Improvements in Patient Monitoring in the Intensive Care Unit: Survey Study

Akira-Sebastian Poncette, Lina Mosch, Claudia Spies, Malte Schmieding, Fridtjof Schiefenhövel, Henning Krampe, Felix Balzer, Akira-Sebastian Poncette, Lina Mosch, Claudia Spies, Malte Schmieding, Fridtjof Schiefenhövel, Henning Krampe, Felix Balzer

Abstract

Background: Due to demographic change and, more recently, coronavirus disease (COVID-19), the importance of modern intensive care units (ICU) is becoming apparent. One of the key components of an ICU is the continuous monitoring of patients' vital parameters. However, existing advances in informatics, signal processing, or engineering that could alleviate the burden on ICUs have not yet been applied. This could be due to the lack of user involvement in research and development.

Objective: This study focused on the satisfaction of ICU staff with current patient monitoring and their suggestions for future improvements. We aimed to identify aspects of monitoring that interrupt patient care, display devices for remote monitoring, use cases for artificial intelligence (AI), and whether ICU staff members are willing to improve their digital literacy or contribute to the improvement of patient monitoring. We further aimed to identify differences in the responses of different professional groups.

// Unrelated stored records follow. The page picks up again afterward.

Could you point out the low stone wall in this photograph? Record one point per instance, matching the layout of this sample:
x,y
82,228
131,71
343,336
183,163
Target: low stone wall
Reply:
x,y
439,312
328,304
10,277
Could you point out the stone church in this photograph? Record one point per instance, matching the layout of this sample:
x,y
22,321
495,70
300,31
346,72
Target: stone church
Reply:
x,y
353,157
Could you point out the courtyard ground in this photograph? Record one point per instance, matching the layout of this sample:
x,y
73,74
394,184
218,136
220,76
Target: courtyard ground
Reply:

Methods: This survey study was performed with ICU staff from 4 ICUs of a German university hospital between November 2019 and January 2020. We developed a web-based 36-item survey questionnaire, by analyzing a preceding qualitative interview study with ICU staff, about the clinical requirements of future patient monitoring. Statistical analyses of questionnaire results included median values with their bootstrapped 95% confidence intervals, and chi-square tests to compare the distributions of item responses of the professional groups.

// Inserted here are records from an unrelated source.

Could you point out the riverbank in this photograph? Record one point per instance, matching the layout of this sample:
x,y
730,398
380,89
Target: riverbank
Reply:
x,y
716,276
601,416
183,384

Results: In total, 86 of the 270 ICU physicians and nurses completed the survey questionnaire. The majority stated they felt confident using the patient monitoring equipment, but that high rates of false-positive alarms and the many sensor cables interrupted patient care. Regarding future improvements, respondents asked for wireless sensors, a reduction in the number of false-positive alarms, and hospital standard operating procedures for alarm management. Responses to the display devices proposed for remote patient monitoring were divided. Most respondents indicated it would be useful for earlier alerting or when they were responsible for multiple wards. AI for ICUs would be useful for early detection of complications and an increased risk of mortality; in addition, the AI could propose guidelines for therapy and diagnostics. Transparency, interoperability, usability, and staff training were essential to promote the use of AI. The majority wanted to learn more about new technologies for the ICU and required more time for learning. Physicians had fewer reservations than nurses about AI-based intelligent alarm management and using mobile phones for remote monitoring.

Conclusions: This survey study of ICU staff revealed key improvements for patient monitoring in intensive care medicine. Hospital providers and medical device manufacturers should focus on reducing false alarms, implementing hospital alarm standard operating procedures, introducing wireless sensors, preparing for the use of AI, and enhancing the digital literacy of ICU staff. Our results may contribute to the user-centered transfer of digital technologies into practice to alleviate challenges in intensive care medicine.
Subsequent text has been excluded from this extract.